Press crescent dough in the bottom of a greased 9x13x2 inch baking dish. Brown sausage; drain. Spoon over dough. Sprinkle cheese over sausage. Whisk eggs, oregano and milk together and pour over cheese. Bake at 425 degrees for 20 minutes or until eggs are set and cheese is lightly browned.
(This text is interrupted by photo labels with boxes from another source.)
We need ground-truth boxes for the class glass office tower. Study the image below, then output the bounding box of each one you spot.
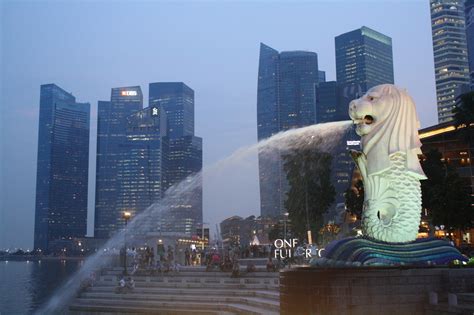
[257,43,322,216]
[335,26,394,93]
[430,0,469,123]
[34,84,90,252]
[464,0,474,91]
[94,86,143,238]
[115,108,168,230]
[149,82,202,235]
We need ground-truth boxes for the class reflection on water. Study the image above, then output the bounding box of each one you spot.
[0,259,83,314]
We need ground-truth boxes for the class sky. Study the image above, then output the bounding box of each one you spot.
[0,0,437,249]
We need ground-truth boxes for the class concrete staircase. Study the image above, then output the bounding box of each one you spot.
[425,293,474,315]
[69,267,280,315]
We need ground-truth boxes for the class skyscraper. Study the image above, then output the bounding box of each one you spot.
[464,0,474,91]
[430,0,469,123]
[149,82,194,139]
[94,86,143,238]
[34,84,90,251]
[257,43,320,216]
[334,26,394,221]
[335,26,394,93]
[316,81,358,223]
[115,108,168,225]
[149,82,202,235]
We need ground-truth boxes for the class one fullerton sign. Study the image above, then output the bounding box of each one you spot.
[273,238,312,259]
[120,91,138,96]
Let stand for 5 to 10 minutes before serving.

Pecan Chicken Casserole
from the 2005 Holiday Foods program

1 cup all-purpose flour
1 cup finely shredded cheddar cheese
3/4 cup finely chopped pecans
1/2 teaspoon salt
1/4 teaspoon pepper
1/3 cup vegetable oil

Filling:
4 eggs
1 cup sour cream
1 cup chicken broth
4 cups diced cooked chicken
1/2 cup finely shredded cheddar cheese
1/4 cup finely chopped onion
1/4 cup mayonnaise
1/8 teaspoon hot pepper sauce

Combine first six ingredients. Set aside 1/2 cup of crumb mixture for topping. Press remaining crumb mixture onto the bottom of a greased 13x9x2 inch baking dish. Crust will be crumbly. Bake at 350 degrees for 10 minutes or until lightly browned. Beat eggs and add remaining ingredients. Pour over baked crust. Sprinkle with reserved crumb mixture. Bake at 350 degrees for 30 minutes. Let stand for 10 minutes before cutting.
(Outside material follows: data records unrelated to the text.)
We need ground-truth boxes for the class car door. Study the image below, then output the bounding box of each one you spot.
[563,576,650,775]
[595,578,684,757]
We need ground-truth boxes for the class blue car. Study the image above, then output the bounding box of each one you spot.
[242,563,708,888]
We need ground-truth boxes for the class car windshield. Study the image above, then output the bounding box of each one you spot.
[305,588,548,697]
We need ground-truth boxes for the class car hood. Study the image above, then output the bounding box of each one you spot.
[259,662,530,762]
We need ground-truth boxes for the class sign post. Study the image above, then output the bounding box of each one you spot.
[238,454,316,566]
Broccoli and Rice Casserole
from the 2008 Holiday Foods program

1 (10 oz.) package frozen broccoli, cooked and drained
1 cup cooked rice
1 can cream of chicken soup
1 can sliced water chestnuts
1 (8 oz.) jar Cheez Whiz
1 cup crushed cracker crumbs

Mix first five ingredients together. Place in a baking dish and top with cracker crumbs. Bake at 350 degrees for 30 minutes.

Squash Casserole
from the 2008 Holiday Foods program

6 cups squash, thinly sliced
1 onion, chopped
1 package seasoned stuffing mix
1/2 cup butter or margarine
1 can cream of chicken soup, undiluted
1 (4 oz.) container of sour cream
1/2 cup chicken bouillon granules
1 cup carrots, shredded

Steam thinly sliced squash and chopped onion until soft. Mix stuffing with butter. Line a 9×13 inch baking dish with half of the stuffing mix. Mix soup and sour cream. When blended, mix in bouillon. Fold in squash, onion and carrots. Pour into baking dish. Top with remaining stuffing mix. Bake uncovered at 325 degrees for 30 minutes.

Cheese Cabbage Casserole
from the 2004 Holiday Foods program

1 medium cabbage
1 pound Velvetta cheese, shredded
3/4 cup milk
1/2 cup butter crackers, crushed
salt and pepper to taste
1 stick butter

Fry crushed crackers in 4 tablespoons butter until golden brown, set aside. Cut cabbage into bite size pieces and boil until tender. Spray casserole dish with nonstick cooking spray and layer with half of the crackers. Make two layers consisting of cabbage, cheese, butter, salt and pepper. Cover with milk and top with crackers. Bake at 350 degrees for 30 minutes. Makes 8 servings.